Thursday, December 21, 2017

10 Years

10 years
It’s bleak outside today , especially bleak because i’m looking out at the ocean and the ferry is particularly crowded , i’m boxed in listening to some 30 somethings having a pissing contest on who has the best-est newest greatest thing, gadget, kitchen , kids etc. i’m feeling a bit trapped and my only option seems to be to stand out on the deck and just soak up the rain , enjoy the solitude yet i know i would just cry to myself and wonder how it is possible that 10 years ago i was in an ambulance heading for Children hospital bewildered and gobsmacked at how i could possibly be here only half knowing what our fate held (diagnosis confirmation day) . I may have been like one of those 30 somethings ( ok 40 somethings ) 10 years ago , how i would have disliked her now, how vanilla my life was, how surface and pleasantnville i could have been and how i would have chosen to stay “her” i guess... not saying i’m any better of a person , i’m just a bit more of a contradiction then i was before , i just have more information now , i know the truly yucky parts of myself , my faith , my marriage, a marriage and a faith that has been tested to the brink and while it doesn't follow recognizable paths anymore it is a newly carved , newly defined marking of a trail. We dance a new dance now and are learning not to step on each others feet , we’re getting there ... this world is a tough place to be for so many , i wonder if it’s been tough in some way for these 30 something next to me , maybe they’re really good at puttin on a facade , maybe it’s gonna sneak up on them one rainy normal December day. Life is a head shaker , you wonder how some people go through so much S#$% and others, no better , no worse, seem to skate by. It’s cruel out there lately , a child that lived through war-torn Syria fleas to a safe country and gets hit by a bus in first world country , wth? an officer murdered over a stolen car , children fighting cancer for the 2nd 3rd forth time and some don’t make it at all. C’mon tell me where the playing field is even . I know now that sunshine and rain come from the same sky and it all depends where on earth you happen to be walking .

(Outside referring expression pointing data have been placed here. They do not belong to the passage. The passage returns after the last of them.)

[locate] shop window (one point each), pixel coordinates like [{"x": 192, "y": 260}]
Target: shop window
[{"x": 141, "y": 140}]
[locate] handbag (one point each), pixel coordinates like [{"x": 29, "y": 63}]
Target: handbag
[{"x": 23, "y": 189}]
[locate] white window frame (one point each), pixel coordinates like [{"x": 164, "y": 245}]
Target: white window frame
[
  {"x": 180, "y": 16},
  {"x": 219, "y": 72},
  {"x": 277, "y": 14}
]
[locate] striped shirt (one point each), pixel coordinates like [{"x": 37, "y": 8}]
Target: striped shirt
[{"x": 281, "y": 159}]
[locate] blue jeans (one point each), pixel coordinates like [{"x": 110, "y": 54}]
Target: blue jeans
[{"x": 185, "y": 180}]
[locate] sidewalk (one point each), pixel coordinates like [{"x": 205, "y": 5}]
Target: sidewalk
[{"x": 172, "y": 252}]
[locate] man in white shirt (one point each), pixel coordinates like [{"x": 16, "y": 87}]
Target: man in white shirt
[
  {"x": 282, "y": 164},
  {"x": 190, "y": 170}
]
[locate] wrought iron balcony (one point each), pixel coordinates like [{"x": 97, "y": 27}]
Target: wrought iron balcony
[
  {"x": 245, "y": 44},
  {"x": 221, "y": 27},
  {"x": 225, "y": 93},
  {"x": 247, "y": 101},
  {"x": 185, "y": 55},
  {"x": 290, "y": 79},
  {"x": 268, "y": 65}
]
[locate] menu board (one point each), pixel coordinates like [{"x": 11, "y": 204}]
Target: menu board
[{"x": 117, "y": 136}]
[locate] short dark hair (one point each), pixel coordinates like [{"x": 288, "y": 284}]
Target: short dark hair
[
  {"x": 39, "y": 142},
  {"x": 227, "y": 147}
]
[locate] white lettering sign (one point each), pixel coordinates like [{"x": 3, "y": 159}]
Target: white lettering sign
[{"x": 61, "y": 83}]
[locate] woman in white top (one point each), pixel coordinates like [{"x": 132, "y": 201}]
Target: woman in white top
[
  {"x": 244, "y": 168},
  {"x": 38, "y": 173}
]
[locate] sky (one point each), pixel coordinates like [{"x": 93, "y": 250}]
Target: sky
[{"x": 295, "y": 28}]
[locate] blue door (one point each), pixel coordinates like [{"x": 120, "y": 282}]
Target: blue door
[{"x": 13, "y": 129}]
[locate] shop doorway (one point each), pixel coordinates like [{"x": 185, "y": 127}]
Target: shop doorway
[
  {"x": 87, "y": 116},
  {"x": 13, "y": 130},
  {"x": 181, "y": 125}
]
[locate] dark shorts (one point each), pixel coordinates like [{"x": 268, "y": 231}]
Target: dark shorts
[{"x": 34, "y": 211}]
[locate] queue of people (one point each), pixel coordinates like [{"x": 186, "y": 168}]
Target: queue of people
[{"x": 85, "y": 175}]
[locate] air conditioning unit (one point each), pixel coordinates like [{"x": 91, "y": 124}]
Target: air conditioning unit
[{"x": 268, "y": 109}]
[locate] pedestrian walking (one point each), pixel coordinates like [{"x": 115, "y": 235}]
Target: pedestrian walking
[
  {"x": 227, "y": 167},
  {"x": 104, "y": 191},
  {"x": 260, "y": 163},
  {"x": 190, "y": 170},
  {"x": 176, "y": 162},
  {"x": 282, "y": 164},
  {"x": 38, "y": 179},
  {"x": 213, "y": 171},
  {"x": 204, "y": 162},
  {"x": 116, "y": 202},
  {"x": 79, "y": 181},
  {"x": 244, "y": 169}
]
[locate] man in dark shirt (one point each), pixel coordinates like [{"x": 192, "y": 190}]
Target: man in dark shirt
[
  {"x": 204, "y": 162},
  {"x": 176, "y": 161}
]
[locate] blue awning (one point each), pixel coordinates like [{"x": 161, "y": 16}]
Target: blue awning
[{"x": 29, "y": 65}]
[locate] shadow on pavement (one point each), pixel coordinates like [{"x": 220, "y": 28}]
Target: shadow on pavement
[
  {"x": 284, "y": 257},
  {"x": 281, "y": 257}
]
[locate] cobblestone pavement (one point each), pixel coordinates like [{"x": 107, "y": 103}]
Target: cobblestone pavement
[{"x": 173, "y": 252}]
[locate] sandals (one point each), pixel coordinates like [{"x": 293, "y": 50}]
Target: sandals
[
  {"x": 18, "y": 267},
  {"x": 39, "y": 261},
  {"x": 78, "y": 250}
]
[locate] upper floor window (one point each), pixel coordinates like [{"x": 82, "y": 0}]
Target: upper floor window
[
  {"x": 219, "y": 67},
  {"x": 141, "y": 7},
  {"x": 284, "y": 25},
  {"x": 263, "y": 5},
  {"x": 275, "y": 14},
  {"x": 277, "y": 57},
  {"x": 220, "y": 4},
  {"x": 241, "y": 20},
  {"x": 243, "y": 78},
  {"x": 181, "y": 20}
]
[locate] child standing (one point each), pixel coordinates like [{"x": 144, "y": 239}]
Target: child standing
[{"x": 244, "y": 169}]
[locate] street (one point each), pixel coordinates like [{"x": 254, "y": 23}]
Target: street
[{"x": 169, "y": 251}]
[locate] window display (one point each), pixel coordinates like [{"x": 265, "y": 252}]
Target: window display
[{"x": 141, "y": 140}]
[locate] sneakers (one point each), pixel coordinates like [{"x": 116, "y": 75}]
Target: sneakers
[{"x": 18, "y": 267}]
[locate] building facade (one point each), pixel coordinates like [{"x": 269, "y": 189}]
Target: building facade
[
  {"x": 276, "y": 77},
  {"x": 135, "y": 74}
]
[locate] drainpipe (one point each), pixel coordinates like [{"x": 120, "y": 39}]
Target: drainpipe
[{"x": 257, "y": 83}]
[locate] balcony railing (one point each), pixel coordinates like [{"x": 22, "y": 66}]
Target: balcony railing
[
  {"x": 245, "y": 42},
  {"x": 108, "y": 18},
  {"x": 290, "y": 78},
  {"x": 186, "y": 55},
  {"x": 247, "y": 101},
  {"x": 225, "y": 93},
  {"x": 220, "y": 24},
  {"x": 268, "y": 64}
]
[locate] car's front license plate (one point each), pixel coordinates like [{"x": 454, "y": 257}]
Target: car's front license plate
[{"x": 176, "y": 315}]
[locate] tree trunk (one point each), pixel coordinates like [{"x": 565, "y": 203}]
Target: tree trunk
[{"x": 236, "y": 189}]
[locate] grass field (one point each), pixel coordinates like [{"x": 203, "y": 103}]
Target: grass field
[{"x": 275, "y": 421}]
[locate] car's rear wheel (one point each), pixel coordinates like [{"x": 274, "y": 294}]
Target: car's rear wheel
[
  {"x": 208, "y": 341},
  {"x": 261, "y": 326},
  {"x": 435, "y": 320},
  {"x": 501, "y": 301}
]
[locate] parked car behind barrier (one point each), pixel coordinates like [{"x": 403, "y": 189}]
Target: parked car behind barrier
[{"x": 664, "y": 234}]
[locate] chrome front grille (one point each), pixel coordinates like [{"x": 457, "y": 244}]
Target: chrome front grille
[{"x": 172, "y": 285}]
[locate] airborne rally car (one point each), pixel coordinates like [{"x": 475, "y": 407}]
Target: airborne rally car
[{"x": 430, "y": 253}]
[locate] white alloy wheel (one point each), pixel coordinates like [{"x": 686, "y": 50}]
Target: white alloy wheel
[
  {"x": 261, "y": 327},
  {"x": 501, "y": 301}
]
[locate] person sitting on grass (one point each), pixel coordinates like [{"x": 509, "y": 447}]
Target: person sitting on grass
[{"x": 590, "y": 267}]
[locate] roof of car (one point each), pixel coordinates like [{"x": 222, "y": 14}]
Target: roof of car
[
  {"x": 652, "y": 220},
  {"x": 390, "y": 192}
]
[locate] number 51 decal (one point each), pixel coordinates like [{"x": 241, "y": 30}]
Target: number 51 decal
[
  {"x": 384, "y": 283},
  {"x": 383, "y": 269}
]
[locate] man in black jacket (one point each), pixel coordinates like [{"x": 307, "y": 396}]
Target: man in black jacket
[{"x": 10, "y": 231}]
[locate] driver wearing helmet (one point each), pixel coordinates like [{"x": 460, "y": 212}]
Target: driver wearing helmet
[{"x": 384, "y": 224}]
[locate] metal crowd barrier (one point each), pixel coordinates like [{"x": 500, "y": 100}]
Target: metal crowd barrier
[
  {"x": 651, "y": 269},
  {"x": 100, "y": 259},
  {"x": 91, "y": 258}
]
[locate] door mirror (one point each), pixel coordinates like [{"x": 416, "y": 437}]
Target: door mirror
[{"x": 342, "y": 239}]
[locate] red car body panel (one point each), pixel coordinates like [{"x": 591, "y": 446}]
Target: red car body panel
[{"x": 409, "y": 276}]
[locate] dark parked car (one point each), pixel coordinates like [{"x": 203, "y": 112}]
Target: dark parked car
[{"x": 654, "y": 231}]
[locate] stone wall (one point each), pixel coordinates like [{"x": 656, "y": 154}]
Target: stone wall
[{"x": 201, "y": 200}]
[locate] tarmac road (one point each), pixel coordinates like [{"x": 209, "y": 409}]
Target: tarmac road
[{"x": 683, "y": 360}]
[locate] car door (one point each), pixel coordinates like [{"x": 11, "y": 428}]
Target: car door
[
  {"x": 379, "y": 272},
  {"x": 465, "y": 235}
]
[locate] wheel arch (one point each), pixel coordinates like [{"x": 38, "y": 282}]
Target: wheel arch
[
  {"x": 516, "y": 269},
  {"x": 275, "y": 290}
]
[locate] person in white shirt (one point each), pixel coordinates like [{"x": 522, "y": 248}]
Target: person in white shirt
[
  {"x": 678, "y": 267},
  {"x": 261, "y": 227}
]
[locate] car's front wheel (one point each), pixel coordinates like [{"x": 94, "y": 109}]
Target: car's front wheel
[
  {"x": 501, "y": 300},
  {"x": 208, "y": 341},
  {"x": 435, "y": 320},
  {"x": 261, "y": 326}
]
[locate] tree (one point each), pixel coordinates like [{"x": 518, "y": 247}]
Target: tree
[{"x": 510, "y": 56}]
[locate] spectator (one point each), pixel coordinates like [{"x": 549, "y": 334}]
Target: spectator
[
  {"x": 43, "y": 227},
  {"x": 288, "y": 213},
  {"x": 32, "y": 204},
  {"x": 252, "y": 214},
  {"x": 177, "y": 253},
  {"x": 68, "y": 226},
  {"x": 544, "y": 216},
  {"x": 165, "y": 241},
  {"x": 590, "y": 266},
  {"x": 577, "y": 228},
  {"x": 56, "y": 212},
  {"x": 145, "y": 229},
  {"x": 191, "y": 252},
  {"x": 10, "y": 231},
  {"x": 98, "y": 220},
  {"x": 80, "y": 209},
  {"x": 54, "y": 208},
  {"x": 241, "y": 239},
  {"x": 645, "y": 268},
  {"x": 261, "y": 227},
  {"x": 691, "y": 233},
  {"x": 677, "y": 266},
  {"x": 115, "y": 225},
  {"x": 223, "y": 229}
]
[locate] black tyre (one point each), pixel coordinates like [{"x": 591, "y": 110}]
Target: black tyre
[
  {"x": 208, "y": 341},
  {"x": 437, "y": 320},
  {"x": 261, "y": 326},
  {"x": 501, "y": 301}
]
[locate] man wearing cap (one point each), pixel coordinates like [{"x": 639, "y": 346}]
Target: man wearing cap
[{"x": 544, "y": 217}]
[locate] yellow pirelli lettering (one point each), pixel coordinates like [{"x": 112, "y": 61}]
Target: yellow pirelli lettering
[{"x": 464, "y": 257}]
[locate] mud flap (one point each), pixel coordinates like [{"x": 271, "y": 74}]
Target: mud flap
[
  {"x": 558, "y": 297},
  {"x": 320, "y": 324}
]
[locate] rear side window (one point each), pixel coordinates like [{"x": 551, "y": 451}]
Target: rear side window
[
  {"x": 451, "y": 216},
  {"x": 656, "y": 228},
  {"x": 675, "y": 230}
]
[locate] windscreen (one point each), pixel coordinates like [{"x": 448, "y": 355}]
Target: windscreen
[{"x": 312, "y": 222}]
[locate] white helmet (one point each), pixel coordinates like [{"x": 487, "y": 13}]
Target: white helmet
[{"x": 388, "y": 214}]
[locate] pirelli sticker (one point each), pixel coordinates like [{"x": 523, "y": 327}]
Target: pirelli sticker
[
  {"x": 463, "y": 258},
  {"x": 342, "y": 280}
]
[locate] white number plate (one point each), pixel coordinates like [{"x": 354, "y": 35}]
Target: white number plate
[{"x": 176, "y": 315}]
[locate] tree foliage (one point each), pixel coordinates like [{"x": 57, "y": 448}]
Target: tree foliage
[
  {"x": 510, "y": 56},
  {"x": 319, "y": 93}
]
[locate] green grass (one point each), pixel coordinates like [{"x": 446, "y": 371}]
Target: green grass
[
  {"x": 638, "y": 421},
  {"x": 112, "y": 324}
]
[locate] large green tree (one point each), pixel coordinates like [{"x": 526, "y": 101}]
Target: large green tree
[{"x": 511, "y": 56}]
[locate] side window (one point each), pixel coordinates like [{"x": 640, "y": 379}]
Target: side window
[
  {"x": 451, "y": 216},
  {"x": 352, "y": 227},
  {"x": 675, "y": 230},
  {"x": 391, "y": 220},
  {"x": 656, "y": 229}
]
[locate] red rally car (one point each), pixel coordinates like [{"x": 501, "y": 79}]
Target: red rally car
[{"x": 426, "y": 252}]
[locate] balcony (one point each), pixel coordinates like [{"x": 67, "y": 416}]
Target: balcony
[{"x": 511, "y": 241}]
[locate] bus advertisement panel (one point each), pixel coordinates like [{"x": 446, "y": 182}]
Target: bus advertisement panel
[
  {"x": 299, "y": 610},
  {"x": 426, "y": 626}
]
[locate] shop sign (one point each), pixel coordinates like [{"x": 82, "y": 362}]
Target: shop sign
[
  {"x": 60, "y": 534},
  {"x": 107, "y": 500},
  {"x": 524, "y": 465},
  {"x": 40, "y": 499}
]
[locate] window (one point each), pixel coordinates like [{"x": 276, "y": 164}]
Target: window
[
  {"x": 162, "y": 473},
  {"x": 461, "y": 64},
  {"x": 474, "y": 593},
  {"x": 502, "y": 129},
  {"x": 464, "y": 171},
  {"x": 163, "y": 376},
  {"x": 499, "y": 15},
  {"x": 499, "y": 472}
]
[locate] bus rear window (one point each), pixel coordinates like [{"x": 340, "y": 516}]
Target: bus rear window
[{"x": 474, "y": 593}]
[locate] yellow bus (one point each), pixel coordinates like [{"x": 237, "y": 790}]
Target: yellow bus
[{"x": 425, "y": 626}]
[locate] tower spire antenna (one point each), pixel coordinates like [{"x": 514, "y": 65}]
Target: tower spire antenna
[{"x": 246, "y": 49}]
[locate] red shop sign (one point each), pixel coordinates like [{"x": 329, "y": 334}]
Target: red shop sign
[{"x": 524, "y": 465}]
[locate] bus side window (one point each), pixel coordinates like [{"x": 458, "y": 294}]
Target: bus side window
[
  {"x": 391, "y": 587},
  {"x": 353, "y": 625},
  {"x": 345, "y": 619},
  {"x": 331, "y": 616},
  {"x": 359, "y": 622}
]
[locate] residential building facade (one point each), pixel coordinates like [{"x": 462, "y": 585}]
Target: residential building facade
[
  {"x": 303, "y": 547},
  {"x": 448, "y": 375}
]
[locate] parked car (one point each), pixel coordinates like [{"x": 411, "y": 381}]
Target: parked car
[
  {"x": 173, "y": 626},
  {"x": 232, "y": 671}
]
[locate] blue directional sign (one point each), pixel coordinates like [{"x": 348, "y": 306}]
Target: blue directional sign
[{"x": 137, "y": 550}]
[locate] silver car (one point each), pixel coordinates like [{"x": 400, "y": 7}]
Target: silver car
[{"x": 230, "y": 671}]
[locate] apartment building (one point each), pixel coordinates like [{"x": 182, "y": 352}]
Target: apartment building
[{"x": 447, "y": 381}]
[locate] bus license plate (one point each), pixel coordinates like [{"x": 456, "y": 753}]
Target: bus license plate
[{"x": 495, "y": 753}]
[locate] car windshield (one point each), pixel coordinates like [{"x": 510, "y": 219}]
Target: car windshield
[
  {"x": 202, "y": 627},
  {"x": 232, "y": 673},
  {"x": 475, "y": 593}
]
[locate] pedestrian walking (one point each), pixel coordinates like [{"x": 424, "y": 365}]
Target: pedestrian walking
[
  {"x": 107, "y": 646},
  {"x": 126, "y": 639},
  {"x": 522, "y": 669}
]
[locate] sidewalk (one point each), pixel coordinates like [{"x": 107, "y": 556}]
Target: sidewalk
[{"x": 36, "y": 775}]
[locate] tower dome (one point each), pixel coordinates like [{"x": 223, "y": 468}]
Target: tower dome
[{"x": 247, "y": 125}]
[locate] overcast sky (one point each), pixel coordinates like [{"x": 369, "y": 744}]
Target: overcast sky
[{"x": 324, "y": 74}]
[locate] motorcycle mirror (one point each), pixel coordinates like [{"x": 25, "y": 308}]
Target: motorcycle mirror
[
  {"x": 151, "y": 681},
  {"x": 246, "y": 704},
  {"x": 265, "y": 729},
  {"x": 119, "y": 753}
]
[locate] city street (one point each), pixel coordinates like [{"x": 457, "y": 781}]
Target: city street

Grief is a member of our family, it has to have a place, it gives us something to take care of , it’s a suitcase we carry around with us , one of those well worn suitcases from along ago , with stickers on it that tell the world where you’ve been , I’m not a world traveler but some days it feels like my suitcase has been all over the world and back , sometimes the thing pops open and everything comes spilling out , it can be uncomfortable and embarrassing and i have to gather up the belongings very quickly and stuff em back inside , it is hard work , it’s not like a hard job or a hard course it’s like physically carrying heaviness with you every where you go and at the end of the night you can only just lie it bedside for a few hours , wake up the next morning , thank God for another day and pick it back up and peek inside of it once in awhile just so you can touch the fragile things inside again. Some years go by and maybe you can remove a few things , lighten it up a bit , but never too much , you hate it and want it at the same time
10 Years later and lives have changed , it’s all i can say , that its’ “changed” some things are harder . some things are just clearer . People have come and gone from our lives and that’s ok , i have a few more phobias, quirks , wrinkles and cortizol and worry free parenting has never been restored ( just ask my kids) I have way more patience in some areas and wayyyy less in others. I teeter between being stoic and bawling my eyes out from moment to moment (k, maybe that’s hormones) This is not your typical sunny Christmas form letter , we are not full circle , i’m not sure that exists in this ,but i pray our kids are settled , confident beings and continue to be a little more aware of the world around them , ( judging by their career paths i think they are) that our marriage continues to know it can withstand the fire and that faith remains the foundation in it all ...and if that’s all i was able to accomplish in 10 years then that is enough.